If you have not heard of Dark UX or Dark Patterns it is the art of UX which benefits the business but rarely the users. Things like hiding the ‘delete account’ button, signing people up for emails when they did not ask for them or making it difficult to close pop ups without signing up for the thing on offer. (I am looking at you Amazon Prime)
First up was Daniel Harvey from The Dots who spoke to us about the recent news about Facebook and Cambridge Analytica. We have all heard of it and might even have checked if we were affected but what I had not realised was that the number of people affected is actually much higher as they took the data from all friends and family too.
This was a talk about how all the time they can use our data to make money nothing much is going to change.
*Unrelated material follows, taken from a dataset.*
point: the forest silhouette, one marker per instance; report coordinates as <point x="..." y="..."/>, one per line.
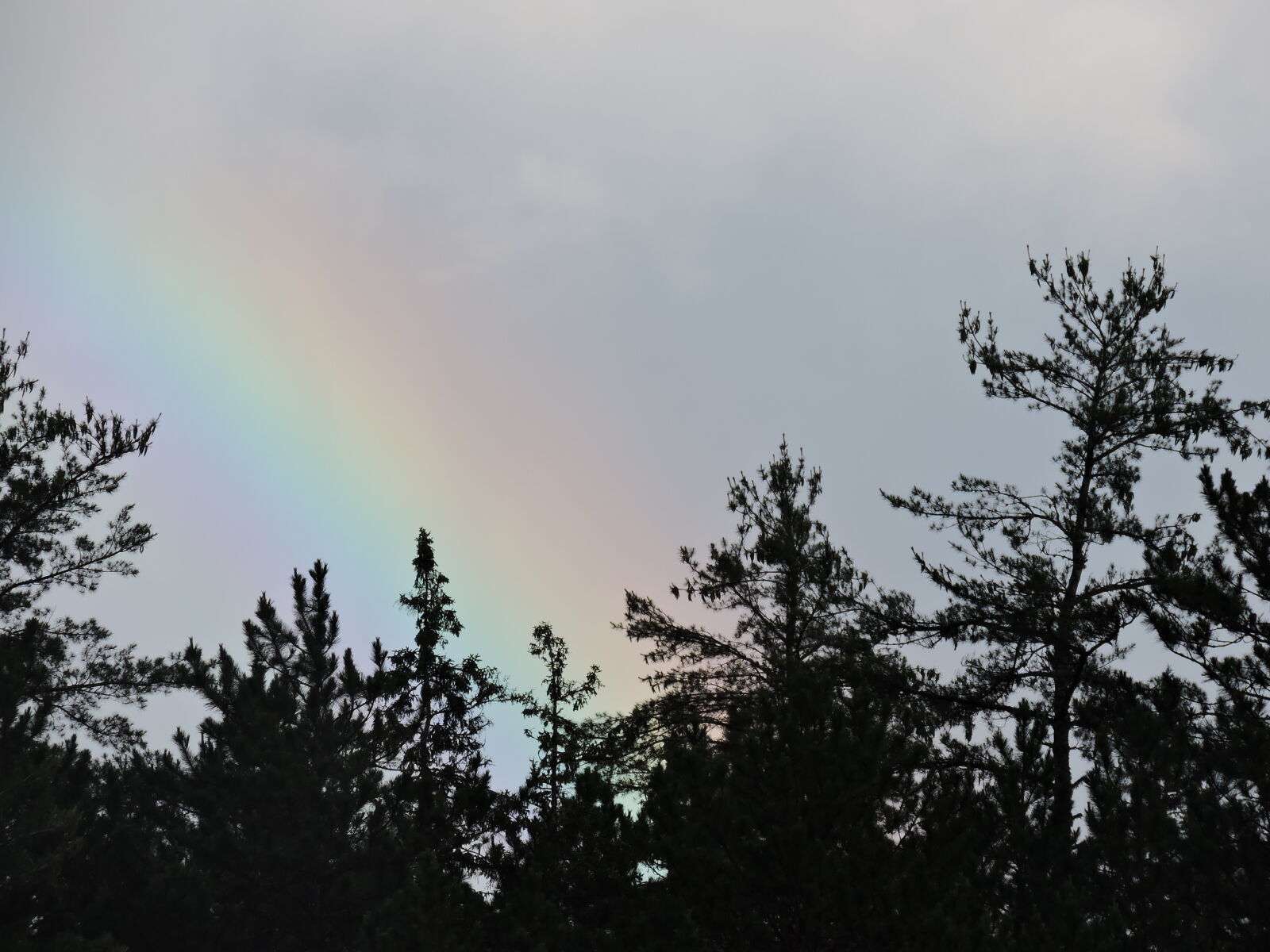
<point x="799" y="776"/>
And while GDPR is a step in the right direction it is going to need us as designers educating our companies about why dark patterns are bad and how good, useful UX which cares about the customer or user is better in the long run.
Prof Karen Cham from the University of Brighton spoke next about PET or Persuasion, Emotion and Trust.
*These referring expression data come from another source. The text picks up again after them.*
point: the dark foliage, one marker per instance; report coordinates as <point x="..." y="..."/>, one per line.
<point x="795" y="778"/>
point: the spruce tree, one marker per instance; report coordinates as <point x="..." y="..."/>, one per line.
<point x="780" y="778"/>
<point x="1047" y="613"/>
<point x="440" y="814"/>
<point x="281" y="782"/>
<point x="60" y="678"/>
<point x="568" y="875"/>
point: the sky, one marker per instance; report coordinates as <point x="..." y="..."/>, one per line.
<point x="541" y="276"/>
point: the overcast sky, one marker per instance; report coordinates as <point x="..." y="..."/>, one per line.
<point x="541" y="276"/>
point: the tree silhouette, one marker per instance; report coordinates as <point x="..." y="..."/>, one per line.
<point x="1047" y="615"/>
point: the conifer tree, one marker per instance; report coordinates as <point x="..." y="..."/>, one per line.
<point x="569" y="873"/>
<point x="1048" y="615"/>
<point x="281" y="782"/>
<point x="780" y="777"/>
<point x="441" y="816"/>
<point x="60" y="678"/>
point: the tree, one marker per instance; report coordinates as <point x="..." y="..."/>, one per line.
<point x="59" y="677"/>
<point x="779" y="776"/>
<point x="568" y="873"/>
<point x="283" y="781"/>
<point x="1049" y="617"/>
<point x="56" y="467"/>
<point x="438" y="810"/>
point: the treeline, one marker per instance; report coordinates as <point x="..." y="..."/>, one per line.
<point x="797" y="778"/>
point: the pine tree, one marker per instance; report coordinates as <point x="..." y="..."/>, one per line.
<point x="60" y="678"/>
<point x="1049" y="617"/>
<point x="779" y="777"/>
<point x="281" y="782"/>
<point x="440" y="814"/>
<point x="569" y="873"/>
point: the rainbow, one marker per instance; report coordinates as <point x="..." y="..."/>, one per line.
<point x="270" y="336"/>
She explained to us how emotions have a central role in decision making and explained how she captures emotion in user testing using things like EEG, eye tracking, heart rate monitoring and skin conductance research.
She believes that this research gives a more accurate result than self reported responses from users.
I was a bit shocked to hear her speak about all this as I had only heard about it for the first time at lunch time. I had been reading all about it, even about the company she has worked with and the tool she uses. A happy coincidence? (For everyone who asked it was Measuring the User Experience by Tom Tullis and Bill Albert)
Karen is an academic who works with companies to research and design things and it was interesting to hear her speak about the sorts of roles she has turned down due to the ethics of what she feels she can work on and maybe leave a positive design and others she just cannot work on.
This led on perfectly to our last speaker Sophie Freiermuth who spoke on the ethics of design.
She suggested that ethics are so hard to design with because they all start with ourselves and each of us is different. While one designer feels comfortable designing for the military or a gambling company there will be others who are not.
She showed us some codes of ethics, but we agreed that ethics change slightly when they get written down and often they are still widely interpretable.
As designers many of us have principles of design to work to which are a little bit like those codes of ethics. We need to make sure they are ethically sound. To do this we need to question, examine and enquire.
This was a fascinating event, which really got me thinking. It made me realise that I need to know more about what GDPR really is for myself and my company and it reminded me why it is worth having those uncomfortable conversations with my stakeholders when they make suggestions which push the boundaries of Dark UX.